Ok, so I might have had a light W with this little speech experiment. Yes, Olmo type recurrent attention hybrids are pretty good.

I wanted a cheap answer to a simple question: can a tiny OLMo-hybrid style recurrent-attention language model learn enough codec structure to produce voice-like audio instead of static?

Seems like it did, haha.

By about step 1800, the 21.9M parameter OLMo-hybrid trained on LJ Speech with EnCodec 24 kHz tokens was already producing samples with a clear speaking voice. The outputs were still mildly babbly and not semantically coherent, but they were decisively quite clearly past the “hiss / drone / decoder garbage” failure mode.

That happened at only about 15% of the originally planned 12k training budget.


Setup

Item Value
Model OLMo-hybrid speech LM
Parameters 21.9M
Backbone 8 layers = 6 Gated DeltaNet blocks + 2 attention blocks
Width d_model=384, d_ff=1024
Attention 6 heads, 2 KV heads
Hybrid schedule attention every 4th block
Data LJ Speech
Tokenizer EnCodec 24 kHz, 8 codebooks, vocab 1027
Chunking 8s chunks
Split 12,624 train / 666 val
Context 1024 delayed steps
Hardware A100-SXM4-80GB
Runtime bf16, fused AdamW, CUDA SDPA flash path on, fused FLA GDN path off
Stable batch true batch 24, grad accum 1
Throughput about 17.9k tok/s

A bit of an important note is that this run did not use the intended fused Flash Linear Attention Gated DeltaNet kernel. The Triton backward kernel was unstable on my runpod stack and kept causing crashes, so I decided to just have the recurrent core fall back to the plain PyTorch scan implementation. That means the run was still much slower than ideal for an A100. Which is a sort of upside because it means it could much quicker.


Validation Trajectory

The A100 run seemed to have also improved monotonically through every saved eval up to 1800.

Step EMA Val Loss PPL
200 6.7878 886.99
400 6.1530 470.13
600 5.6474 283.54
800 5.1973 180.78
1000 4.8510 127.87
1200 4.6169 101.18
1400 4.4626 86.72
1600 4.3585 78.14
1800 4.2847 72.58

This matters because my earlier M4 Mini run had already shown the model could get to “speech-like babble,” but it plateaued and got operationally ugly. The A100 run kept moving cleanly.

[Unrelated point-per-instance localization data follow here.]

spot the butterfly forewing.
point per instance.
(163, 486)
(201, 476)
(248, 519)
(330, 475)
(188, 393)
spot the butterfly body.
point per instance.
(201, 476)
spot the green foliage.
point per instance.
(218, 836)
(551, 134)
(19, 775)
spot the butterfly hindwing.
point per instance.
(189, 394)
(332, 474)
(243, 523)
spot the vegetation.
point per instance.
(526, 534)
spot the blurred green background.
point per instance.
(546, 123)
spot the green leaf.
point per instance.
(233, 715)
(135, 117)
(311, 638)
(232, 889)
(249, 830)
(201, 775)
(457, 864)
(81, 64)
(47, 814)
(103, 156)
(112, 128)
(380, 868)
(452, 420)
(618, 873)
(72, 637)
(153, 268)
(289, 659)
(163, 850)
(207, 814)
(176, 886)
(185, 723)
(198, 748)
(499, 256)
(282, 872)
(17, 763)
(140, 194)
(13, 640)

What The Samples Sound Like

Qualitatively:

  • there is clearly a human voice present
  • the outputs are not static
  • they are not tonal droning failures
  • they are still largely babble rather than intelligible text
  • later checkpoints sound more stable than earlier ones, but sample quality variance is still real

That is exactly the threshold I cared about for this pilot. I was not trying to get polished TTS from a 21.9M unconditioned model; I wanted evidence that the hybrid architecture could learn speech codec structure at all.

It did.

Local sample bundles were saved for:

  • step 1200
  • step 1400
  • step 1600
  • step 1800

and the best saved checkpoint by the end of the session was step 1800.


What Failed

The systems story was much worse than the learning story.

Main problems:

  • the fused FLA Gated DeltaNet kernel did not train cleanly on the pod software stack
  • cheap pod infrastructure was volatile and restarted at bad times
  • pod-local storage could not be trusted
  • the run likely died right as step 2000 was being saved

That said, I did manage to pull the important checkpoints locally before the pod disappeared:

  • 1200
  • 1400
  • 1600
  • 1800
  • latest best.pt

So the final result survived even though the pod did not.


Significance?

I believe the primary lesson is:

a tiny OLMo-hybrid style recurrent-attention LM can learn enough speech codec structure on a clean single-speaker corpus to produce clear voice-like audio surprisingly early in training.

Even without:

  • a fused recurrent kernel
  • a long training budget
  • text conditioning
  • semantic token hierarchies
  • a polished speech decoder stack

So it seems fairly obvious my next step is text conditioning. Once the model is already making convincing voice-like audio, the high-value problem moves the goalpost from simple unconditioned sampling to actual steering.


Next Steps

  • use the 1800 checkpoint as the main saved pilot result
  • compare 1400 / 1600 / 1800 sample quality side-by-side
  • add a matched transformer baseline later on real GPU access
  • move to text-conditioned speech generation next
  • revisit the fused GDN kernel on a more stable CUDA/Triton stack

This run was messy to execute, but the core result was clean: the model learned real speech structure.